Multiple Forms of Endocytosis In Bovine Adrenal Chromaffin Cells

We studied endocytosis in chromaffin cells with both perforated patch and whole cell configurations of the patch clamp technique using cell capacitance measurements in combination with amperometric catecholamine detection. We found that chromaffin cells exhibit two relatively rapid, kinetically distinct forms of stimulus-coupled endocytosis. A more prevalent “compensatory” retrieval occurs reproducibly after stimulation, recovering an approximately equivalent amount of membrane as added through the immediately preceding exocytosis. Membrane is retrieved through compensatory endocytosis at an initial rate of ∼6 fF/s. Compensatory endocytotic activity vanishes within a few minutes in the whole cell configuration. A second form of triggered membrane retrieval, termed “excess” retrieval, occurs only above a certain stimulus threshold and proceeds at a faster initial rate of ∼248 fF/s. It typically undershoots the capacitance value preceding the stimulus, and its magnitude has no clear relationship to the amount of membrane added through the immediately preceding exocytotic event.
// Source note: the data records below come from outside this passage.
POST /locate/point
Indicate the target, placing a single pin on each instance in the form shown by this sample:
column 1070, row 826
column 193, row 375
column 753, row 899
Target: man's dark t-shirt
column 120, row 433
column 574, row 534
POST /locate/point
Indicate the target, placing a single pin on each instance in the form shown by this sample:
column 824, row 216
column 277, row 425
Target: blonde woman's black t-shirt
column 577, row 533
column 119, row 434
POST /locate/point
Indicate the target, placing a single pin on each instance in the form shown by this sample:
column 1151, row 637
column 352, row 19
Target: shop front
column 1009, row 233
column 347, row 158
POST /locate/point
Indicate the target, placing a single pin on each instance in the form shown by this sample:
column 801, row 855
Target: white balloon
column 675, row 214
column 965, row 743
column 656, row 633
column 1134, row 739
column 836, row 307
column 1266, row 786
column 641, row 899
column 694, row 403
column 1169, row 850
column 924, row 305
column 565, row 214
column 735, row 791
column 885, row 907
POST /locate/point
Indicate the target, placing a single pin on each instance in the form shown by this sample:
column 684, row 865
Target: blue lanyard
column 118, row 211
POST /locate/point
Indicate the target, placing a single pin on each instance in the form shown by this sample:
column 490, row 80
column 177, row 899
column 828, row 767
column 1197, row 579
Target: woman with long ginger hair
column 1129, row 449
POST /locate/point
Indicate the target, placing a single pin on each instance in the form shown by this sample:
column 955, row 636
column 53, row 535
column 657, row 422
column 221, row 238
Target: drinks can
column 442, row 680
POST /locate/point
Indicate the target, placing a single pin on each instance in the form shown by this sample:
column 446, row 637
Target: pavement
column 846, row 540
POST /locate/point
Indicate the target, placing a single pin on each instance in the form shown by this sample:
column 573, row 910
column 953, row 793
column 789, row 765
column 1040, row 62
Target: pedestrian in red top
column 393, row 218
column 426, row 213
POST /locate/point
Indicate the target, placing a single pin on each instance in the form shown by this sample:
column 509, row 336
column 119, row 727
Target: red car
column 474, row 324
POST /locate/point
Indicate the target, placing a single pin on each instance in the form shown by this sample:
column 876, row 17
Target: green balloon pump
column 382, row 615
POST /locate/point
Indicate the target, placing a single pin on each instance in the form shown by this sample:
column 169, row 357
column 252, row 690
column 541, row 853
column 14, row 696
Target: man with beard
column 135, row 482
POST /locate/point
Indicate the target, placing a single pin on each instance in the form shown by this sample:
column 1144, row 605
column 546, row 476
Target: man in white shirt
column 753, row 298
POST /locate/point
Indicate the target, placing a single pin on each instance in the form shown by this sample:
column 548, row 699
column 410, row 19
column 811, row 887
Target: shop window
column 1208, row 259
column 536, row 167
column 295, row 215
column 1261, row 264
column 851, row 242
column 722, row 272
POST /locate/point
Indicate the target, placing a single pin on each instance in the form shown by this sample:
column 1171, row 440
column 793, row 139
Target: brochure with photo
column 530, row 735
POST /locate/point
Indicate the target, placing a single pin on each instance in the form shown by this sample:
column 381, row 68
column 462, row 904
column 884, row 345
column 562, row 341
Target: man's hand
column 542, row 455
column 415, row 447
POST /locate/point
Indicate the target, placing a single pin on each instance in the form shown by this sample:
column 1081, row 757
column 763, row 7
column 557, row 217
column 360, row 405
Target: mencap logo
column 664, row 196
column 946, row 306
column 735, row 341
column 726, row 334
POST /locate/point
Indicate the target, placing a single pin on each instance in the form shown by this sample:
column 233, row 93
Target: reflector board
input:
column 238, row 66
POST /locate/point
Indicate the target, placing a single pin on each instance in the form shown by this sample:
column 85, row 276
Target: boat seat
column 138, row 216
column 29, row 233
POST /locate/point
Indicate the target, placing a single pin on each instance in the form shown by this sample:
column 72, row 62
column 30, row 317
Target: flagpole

Excess endocytotic activity persists in the whole cell configuration. Thus, two kinetically distinct forms of endocytosis coexist in intact cells during perforated patch recording. Both are fast enough to retrieve membrane after exocytosis within a few seconds. We argue that the slower one, termed compensatory endocytosis, exhibits properties that make it the most likely mechanism for membrane recycling during normal secretory activity.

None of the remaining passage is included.